Headquartered in New York, PepsiCo, Inc. (NYSE:PEP) has a presence in more than 200 countries. Primarily involved in the food and beverage industry, the company’s portfolio includes “Frito-Lay,” “Pepsi-Cola,” “Gatorade,” “Tropicana,” and “Quaker.”
All of the brands under Pepsi have two major boons: a very powerful brand and protection from inflation. A strong brand means the products can sell themselves based on their name or logo alone, with a premium earned when compared to similar brands that aren’t as powerful.
The protection from inflation is seen in the products’ selling prices.
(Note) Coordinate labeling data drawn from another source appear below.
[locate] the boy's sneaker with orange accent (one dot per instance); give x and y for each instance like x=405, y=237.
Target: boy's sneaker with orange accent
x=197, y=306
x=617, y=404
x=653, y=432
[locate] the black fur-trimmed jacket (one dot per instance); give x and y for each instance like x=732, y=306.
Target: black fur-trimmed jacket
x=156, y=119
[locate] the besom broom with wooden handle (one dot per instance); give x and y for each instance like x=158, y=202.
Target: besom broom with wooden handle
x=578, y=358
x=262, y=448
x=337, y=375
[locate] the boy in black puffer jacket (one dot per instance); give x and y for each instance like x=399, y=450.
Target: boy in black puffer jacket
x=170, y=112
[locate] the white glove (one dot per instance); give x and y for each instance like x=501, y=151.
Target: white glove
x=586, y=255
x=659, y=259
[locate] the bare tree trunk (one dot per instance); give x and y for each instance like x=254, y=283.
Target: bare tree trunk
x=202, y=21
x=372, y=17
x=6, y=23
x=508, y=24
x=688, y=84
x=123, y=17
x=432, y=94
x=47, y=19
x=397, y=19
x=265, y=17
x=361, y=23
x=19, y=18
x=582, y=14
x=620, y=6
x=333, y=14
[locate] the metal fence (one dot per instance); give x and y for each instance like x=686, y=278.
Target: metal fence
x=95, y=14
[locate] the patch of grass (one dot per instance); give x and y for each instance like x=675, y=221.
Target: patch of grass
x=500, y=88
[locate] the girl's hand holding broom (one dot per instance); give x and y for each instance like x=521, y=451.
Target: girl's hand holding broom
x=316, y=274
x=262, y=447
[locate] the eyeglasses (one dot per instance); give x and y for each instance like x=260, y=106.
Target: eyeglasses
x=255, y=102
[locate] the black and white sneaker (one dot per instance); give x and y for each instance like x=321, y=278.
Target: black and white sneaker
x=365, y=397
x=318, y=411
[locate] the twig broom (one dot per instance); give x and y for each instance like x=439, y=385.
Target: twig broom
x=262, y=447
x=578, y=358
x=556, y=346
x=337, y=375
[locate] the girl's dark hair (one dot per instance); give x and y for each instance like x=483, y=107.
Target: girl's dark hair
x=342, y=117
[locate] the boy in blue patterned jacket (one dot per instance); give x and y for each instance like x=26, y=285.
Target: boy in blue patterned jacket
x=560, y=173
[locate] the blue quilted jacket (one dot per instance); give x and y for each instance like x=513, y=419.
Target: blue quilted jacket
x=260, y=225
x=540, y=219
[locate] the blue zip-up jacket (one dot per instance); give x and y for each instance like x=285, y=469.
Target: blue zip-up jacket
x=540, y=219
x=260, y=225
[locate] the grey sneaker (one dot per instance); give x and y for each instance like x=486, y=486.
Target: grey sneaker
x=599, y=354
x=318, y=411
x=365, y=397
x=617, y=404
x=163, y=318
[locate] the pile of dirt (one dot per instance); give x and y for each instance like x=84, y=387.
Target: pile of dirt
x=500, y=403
How it works: when the costs to make the prices are found to be rising, the company protects its revenue and keeps margins strong by passing these additional costs onto its end users. These customers, while aware of the price hikes, continues to buy the goods anyway out of brand loyalty and preference for the products’ quality. This is great for the business and, more importantly, shareholders.
Even though Pepsi’s management is running a great business with healthy margins, they have looked to cut unnecessary costs to increase margins even further. An annual cost-cutting program was implemented in 2012 to reduce annual business costs by $1.0 billion. In 2016, margins increased by 80 basis points compared to 2015. This may not seem like much of an improvement, but with billions in sales, it adds greatly to the bottom line. (Source: “2016 Annual Report,” PepsiCo, Inc., February 15, 2017.)
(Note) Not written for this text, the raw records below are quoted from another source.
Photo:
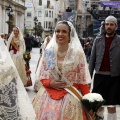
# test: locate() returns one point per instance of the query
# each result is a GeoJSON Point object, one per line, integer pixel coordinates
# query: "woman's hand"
{"type": "Point", "coordinates": [59, 85]}
{"type": "Point", "coordinates": [92, 114]}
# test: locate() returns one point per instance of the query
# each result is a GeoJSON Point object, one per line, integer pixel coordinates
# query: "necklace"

One of the main reasons that PEP stock should be considered is its long history of rewarding investors. PEP stock pays out roughly two-thirds of its earnings to investors via the dividend. The reason why PEP stock is one of the best dividend stocks for retirement income in particular is its long tradition of annual dividend growth. The current streak is 44 years and could continue because of the growing margins and protection from inflation.